Le 13 janvier 1916, le Conseil fédéral promulgua une ordonnance prévoyant la remise d'objets en or et en argent pour soutenir le financement de la guerre. Cette mesure fut accompagnée d'une campagne de propagande massive qui faisait appel au patriotisme et à l'esprit de sacrifice de la population allemande. Le slogan “Gold gab ich für Eisen” (J'ai donné de l'or pour du fer), déjà connu depuis les guerres de libération contre Napoléon (1813-1815), fut relancé et utilisé dans diverses versions.

Le symbolisme de l'or et du fer

La formule “Gold zur Wehr, Eisen zur Ehr” incarnait un double message : l'or remis devait servir la “défense” (Wehr), c'est-à-dire la protection militaire de la patrie, tandis que le fer reçu en échange devait apporter l'“honneur” (Ehr) – comme signe visible de l'esprit de sacrifice patriotique. Cette inversion de la valeur matérielle en valeur morale était une manœuvre psychologique habile. Ceux qui portaient des bijoux en fer démontraient publiquement leur loyauté envers la patrie et leur volonté de faire des sacrifices personnels pour le succès de la guerre.

La désignation “In Eiserner Zeit” (En temps de fer) jouait sur plusieurs significations : elle faisait référence aux années difficiles de la guerre, au matériau des bijoux de remplacement, et à la dureté et à la fermeté exigées de la population. L'année 1916 était particulièrement significative, car elle appartenait aux phases les plus sanglantes de la guerre avec la bataille de Verdun et la bataille de la Somme.

Production et distribution

Les pièces de remplacement en fer pour les bijoux en or remis furent fabriquées par diverses manufactures et ateliers dans tout le Reich. Les chaînes de montre étaient des objets particulièrement populaires, car elles étaient portées visiblement au quotidien et pouvaient ainsi déployer leur effet propagandiste. Les pièces variaient considérablement dans leur qualité et leur exécution – des spécimens simples fabriqués à la machine aux pièces individuelles élaborées avec art.

Les inscriptions et les dates servaient non seulement à la documentation, mais aussi à la commémoration permanente de l'esprit de sacrifice. Beaucoup de ces objets portaient des références locales supplémentaires, des armoiries ou des noms de villes et de communes qui menaient leurs propres campagnes de collecte.

La réalité derrière la propagande

Malgré la propagande intensive, le succès matériel réel des collectes d'or était limité. Beaucoup de personnes hésitaient à remettre de précieux bijoux de famille, en particulier des pièces ayant une valeur sentimentale. Néanmoins, la pression sociale exerçait une influence considérable. Ceux qui ne portaient pas de bijoux en fer pouvaient facilement être soupçonnés de manquer de patriotisme.

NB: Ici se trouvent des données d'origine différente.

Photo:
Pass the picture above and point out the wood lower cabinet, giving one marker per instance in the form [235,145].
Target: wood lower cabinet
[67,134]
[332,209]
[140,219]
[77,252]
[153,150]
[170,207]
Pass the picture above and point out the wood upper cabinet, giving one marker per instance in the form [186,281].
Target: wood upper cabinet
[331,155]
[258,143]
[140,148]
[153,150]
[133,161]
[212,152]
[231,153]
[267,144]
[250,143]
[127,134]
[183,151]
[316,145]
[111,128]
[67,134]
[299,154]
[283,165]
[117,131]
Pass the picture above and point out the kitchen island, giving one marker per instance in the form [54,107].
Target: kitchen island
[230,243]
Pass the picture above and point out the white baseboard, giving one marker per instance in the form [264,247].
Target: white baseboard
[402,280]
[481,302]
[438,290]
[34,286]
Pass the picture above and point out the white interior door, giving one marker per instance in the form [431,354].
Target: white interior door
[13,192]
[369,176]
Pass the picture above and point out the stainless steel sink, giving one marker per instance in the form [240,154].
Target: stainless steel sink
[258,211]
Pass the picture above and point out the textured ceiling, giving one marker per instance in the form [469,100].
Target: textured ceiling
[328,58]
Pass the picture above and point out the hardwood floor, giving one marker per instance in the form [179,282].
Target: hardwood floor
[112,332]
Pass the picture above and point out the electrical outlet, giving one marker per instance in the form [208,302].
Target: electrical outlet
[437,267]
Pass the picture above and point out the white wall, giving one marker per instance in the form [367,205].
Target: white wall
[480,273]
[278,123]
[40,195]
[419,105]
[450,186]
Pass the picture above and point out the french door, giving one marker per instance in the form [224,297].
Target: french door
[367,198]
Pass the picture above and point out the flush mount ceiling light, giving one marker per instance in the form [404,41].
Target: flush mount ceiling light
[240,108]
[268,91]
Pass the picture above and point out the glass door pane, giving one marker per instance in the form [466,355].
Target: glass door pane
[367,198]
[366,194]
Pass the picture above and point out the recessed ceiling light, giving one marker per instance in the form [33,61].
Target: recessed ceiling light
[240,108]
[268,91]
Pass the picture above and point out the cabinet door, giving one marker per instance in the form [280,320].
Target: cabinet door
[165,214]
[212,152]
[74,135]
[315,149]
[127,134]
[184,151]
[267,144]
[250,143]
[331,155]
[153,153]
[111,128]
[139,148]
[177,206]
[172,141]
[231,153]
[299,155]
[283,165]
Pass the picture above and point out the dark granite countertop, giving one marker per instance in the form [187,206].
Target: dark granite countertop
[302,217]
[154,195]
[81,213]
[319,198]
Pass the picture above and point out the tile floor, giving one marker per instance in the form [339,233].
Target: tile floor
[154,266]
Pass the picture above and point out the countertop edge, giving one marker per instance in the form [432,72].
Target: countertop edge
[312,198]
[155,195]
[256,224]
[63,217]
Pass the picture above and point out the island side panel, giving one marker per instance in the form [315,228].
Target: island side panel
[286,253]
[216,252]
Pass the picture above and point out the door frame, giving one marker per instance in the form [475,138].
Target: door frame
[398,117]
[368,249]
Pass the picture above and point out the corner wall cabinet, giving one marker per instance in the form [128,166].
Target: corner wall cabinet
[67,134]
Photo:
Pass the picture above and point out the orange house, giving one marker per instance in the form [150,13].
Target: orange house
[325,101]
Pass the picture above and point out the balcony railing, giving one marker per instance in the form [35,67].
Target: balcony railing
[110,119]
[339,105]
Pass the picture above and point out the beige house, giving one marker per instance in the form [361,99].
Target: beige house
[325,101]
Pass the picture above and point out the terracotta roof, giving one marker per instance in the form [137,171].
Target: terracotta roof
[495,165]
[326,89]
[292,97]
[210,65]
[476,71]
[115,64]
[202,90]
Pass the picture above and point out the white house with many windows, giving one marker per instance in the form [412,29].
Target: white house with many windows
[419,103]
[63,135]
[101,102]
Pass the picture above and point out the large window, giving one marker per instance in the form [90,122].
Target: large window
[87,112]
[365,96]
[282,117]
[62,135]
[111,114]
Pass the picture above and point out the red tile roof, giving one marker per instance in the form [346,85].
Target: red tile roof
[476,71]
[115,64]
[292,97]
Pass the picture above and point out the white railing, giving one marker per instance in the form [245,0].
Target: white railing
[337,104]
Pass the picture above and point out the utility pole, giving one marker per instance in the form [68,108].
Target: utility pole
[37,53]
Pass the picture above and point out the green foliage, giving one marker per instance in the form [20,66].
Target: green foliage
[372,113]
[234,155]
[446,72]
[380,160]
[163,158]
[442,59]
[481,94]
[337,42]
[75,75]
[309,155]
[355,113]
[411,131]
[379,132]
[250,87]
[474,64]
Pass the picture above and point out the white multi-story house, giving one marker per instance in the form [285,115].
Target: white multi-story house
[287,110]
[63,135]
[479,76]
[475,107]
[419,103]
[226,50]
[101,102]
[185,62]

Les collectes de 1916 et des années suivantes doivent également être considérées dans le contexte de la crise d'approvisionnement croissante. Le tristement célèbre “hiver des navets” de 1916/17 apporta des privations considérables pour la population civile. La demande d'or et de bijoux arriva à un moment où de nombreuses familles souffraient déjà de la faim et de la misère.

Valeur de collection et importance historique

Aujourd'hui, de telles chaînes de montre patriotiques sont d'importants documents historiques. Elles témoignent de la mobilisation du front intérieur, des stratégies de propagande du Kaiserreich et de la culture matérielle de la Première Guerre mondiale. Pour les collectionneurs et les musées, ce sont des objets précieux qui illustrent le lien entre les objets du quotidien et la grande histoire.

L'état de tels objets varie considérablement. Les fermoirs défectueux, comme dans le spécimen décrit, ne sont pas inhabituels après plus d'un siècle et diminuent la valeur historique, bien que possiblement la valeur monétaire. La patine et les signes d'usure rendent ces pièces authentiques et racontent leur utilisation réelle.

Conclusion

La chaîne de montre “Gold zur Wehr Eisen zur Ehr 1916” est plus qu'un simple bijou. C'est un témoignage matériel de la mobilisation totale de la société allemande pendant la Première Guerre mondiale, un document de propagande, et simultanément un objet qui représente les sacrifices personnels et la réalité de la vie quotidienne en temps de guerre. De tels objets nous rappellent comment les guerres ont été menées non seulement sur les champs de bataille, mais aussi dans les cœurs, les esprits et les portefeuilles de la population civile.